Speaking is important, as it is one of the main ways that we communicate with one another. Without speech, communication becomes much more difficult and less fluid, though still possible when it comes to methods of communication like sign language, a fully formed language in and of itself. For many people, though, sign language is inaccessible, and verbal speaking is the main way that they communicate directly with the other people in their lives.
This is why it is important to screen hearing disorders and other such language disorders such as receptive language disorders early on in life. It has actually even been recommended that hearing screening should not only occur at the time of birth, but at the age of one month – and further testing in the form of diagnostic audiologic testing by the time that any child who doesn’t pass the first screenings by the time that they reach three months of age. This early screening allows early intervention to begin by as young as six months of age, a relatively early age by any means. But early intervention can make a huge difference.
After all, children with severe hearing impairments and even receptive language disorders can still learn sign language quite well when they are introduced to sign language early on in life, as is the case with any other language. While sign language can be learned by adults, teaching it to young children is by and large easier for fluency and greater understanding. Understanding how loss of hearing originates is also very important.
For instance, much hearing loss is progressive as people age and can be caused by environmental factors, such as listening to loud music or working at any given construction site without the use of the proper hearing protection. However, hearing loss is children is usually hereditary – and is more common than many people might think. In fact, the data that has been gathered on this subject more than backs up this claim, showing that as many as three children out of every 1,000 children are born already dealing with a considerable amount of hearing loss, allowing for early intervention.
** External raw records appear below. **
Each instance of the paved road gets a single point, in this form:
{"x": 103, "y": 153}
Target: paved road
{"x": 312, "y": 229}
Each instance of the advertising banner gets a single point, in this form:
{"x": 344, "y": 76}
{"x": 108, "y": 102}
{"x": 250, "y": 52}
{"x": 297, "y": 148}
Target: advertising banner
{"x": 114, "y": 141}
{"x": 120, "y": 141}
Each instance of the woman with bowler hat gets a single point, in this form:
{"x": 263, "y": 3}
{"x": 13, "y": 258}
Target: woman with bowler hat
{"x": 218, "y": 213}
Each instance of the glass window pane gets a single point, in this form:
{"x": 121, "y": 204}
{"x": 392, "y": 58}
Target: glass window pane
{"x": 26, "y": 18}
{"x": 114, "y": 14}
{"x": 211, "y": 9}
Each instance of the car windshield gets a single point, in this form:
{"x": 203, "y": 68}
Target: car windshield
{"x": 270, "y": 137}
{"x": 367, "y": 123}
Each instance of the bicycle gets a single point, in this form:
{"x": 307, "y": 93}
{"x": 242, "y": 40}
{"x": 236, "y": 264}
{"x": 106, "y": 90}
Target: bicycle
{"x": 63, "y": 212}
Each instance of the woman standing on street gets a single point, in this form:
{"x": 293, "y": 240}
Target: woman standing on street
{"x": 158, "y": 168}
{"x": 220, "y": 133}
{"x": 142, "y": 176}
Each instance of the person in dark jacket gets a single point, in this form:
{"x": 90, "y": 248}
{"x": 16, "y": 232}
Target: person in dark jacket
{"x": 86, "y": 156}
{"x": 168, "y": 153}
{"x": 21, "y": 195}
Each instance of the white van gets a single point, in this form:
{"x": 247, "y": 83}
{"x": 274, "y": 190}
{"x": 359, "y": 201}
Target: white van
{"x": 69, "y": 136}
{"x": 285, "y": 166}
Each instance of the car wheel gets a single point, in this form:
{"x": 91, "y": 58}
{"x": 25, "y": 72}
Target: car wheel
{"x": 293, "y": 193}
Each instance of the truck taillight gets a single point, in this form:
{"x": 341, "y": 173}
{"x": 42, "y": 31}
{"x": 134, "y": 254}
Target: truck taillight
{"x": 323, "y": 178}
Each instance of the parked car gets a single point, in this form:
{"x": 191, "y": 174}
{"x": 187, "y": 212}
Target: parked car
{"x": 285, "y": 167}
Fortunately, cochlear implants have been hugely successful at restoring at least some level of hearing for children with everything from hearing loss to receptive language disorders and more. Cochlear implants have even been able to be used in children who are just one year old, but it is important to implant this device and follow it up immediately with speech therapy. After all, a speech therapist can help these children to begin to comprehend and make sense of sound, something that they have not had to do before. Having a cochlear implant and working extensively in speech therapy before 18 months – about a year and a half – in age, children with genetic hearing loss can develop better abilities to speak to peers and comprehend sounds than other children who do not have these cochlear implants or who get them later on in life.
A speech pathologist can be ideal for helping with many other types of expressive language disorders and receptive language disorders alike. When receptive language disorders and expressive language disorders (or even a combination of the two, as can be present in many children all throughout the country) are found in children, speech therapy for children can be hugely helpful to help them make better sense of language. Even cases of stuttering can be benefited greatly by speech therapy for children, especially when the children in question are helped early on in life.
And there are so many speech pathologists working in this country, ready to help children with receptive language disorders and even more. In fact, there are up to 145,000 of them currently employed and building their careers here in the United States alone. This means, of course, than it is easier to find a speech pathologist that can meet your needs than ever before, either for yourself or, as is more likely the case, for your child or your children.